A oposta Tifanny, que defende a equipe do Osasco São Cristóvão Saúde, manifestou-se publicamente pela primeira vez sobre a nova política de elegibilidade anunciada pela Confederação Brasileira de Voleibol (CBV). A medida restringe a participação nas competições femininas exclusivamente a atletas designadas com o sexo biológico feminino ao nascer.
Aos 41 anos, a jogadora — que marcou história ao se tornar a primeira atleta transgênero a atuar na Superliga — classificou a decisão como um “enorme retrocesso” e garantiu que não pretende desistir de sua carreira nas quadras.
O posicionamento da atleta foi divulgado por meio de sua assessoria de imprensa após a partida de estreia do Osasco no Campeonato Paulista da modalidade. O confronto ocorreu no último sábado, no Ginásio José Liberatti, onde a equipe mandante enfrentou o Pinheiros.
Apesar da atuação inspirada de Tifanny, que anotou 19 pontos e recebeu forte apoio da torcida osasquense, a equipe visitante saiu vitoriosa por 3 sets a 2, com parciais de 25/21, 25/16, 21/25, 23/25 e 15/11, em uma partida disputada que durou pouco mais de duas horas.
A presença da oposta em quadra, mesmo após o anúncio da nova diretriz da CBV, foi possível porque a Federação Paulista de Volleyball (FPV) comunicou que o Campeonato Paulista manteria o regulamento que já estava em vigor desde o início da competição. A entidade estadual informou que eventuais modificações e novas diretrizes serão avaliadas para os próximos campeonatos após análises detalhadas de suas áreas jurídica e de saúde.
Críticas duras ao novo regulamento
Em seu pronunciamento oficial, Tifanny expressou profunda indignação com os impactos da norma não apenas em sua trajetória profissional, mas no ecossistema do esporte e nos direitos da comunidade trans.
“A CBV está tirando tudo o que eu tenho, que é o amor pelo voleibol e a profissão que eu venho exercendo todos esses anos. Mas isso não afeta só a mim. Afeta o meu clube, a torcida, patrocinadores, as pessoas que se inspiram em mim e o direito de todas as pessoas trans. É um enorme retrocesso na luta pelo reconhecimento e pela inclusão. Voltamos para a forma vexatória como se testavam as atletas nos anos 60 e 70”, declarou a jogadora.
A atleta também assegurou que buscará reverter a situação por meio de instâncias legais e esportivas. “Não vou me calar e vou tomar todas as medidas possíveis para que a minha luta pelo direito à visibilidade, à inclusão e à prática do esporte não tenha sido em vão”, completou.

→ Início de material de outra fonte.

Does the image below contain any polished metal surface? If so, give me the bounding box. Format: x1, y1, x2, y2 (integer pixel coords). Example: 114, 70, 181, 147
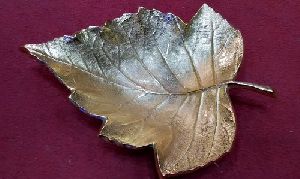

Tifanny atua no voleibol feminino brasileiro desde 2017 e alcançou um marco histórico em sua carreira ao conquistar o título da Superliga em 2025, tornando-se a primeira mulher trans a levantar o troféu da principal competição da modalidade no país.
Mudança de critérios pela CBV
A nova política de elegibilidade foi divulgada pela Confederação Brasileira de Voleibol na última sexta-feira. De acordo com a instituição, o objetivo da mudança é alinhar as competições nacionais às diretrizes estabelecidas pelo Comitê Olímpico Internacional (COI) e pela Federação Internacional de Voleibol (FIVB).
Pelas novas regras, as atletas passam a ter que cumprir critérios específicos, incluindo a obrigatoriedade de apresentar um resultado negativo para o gene SRY. Anteriormente, as diretrizes permitiam a participação de mulheres trans desde que os índices de testosterona sérica estivessem mantidos abaixo de um limite estipulado.
As novas determinações entram em vigor de forma imediata, afetando as edições deste ano da Superliga em suas duas principais divisões, da Supercopa, além da Copa Brasil e do Circuito Brasileiro de Vôlei de Praia programado para 2027.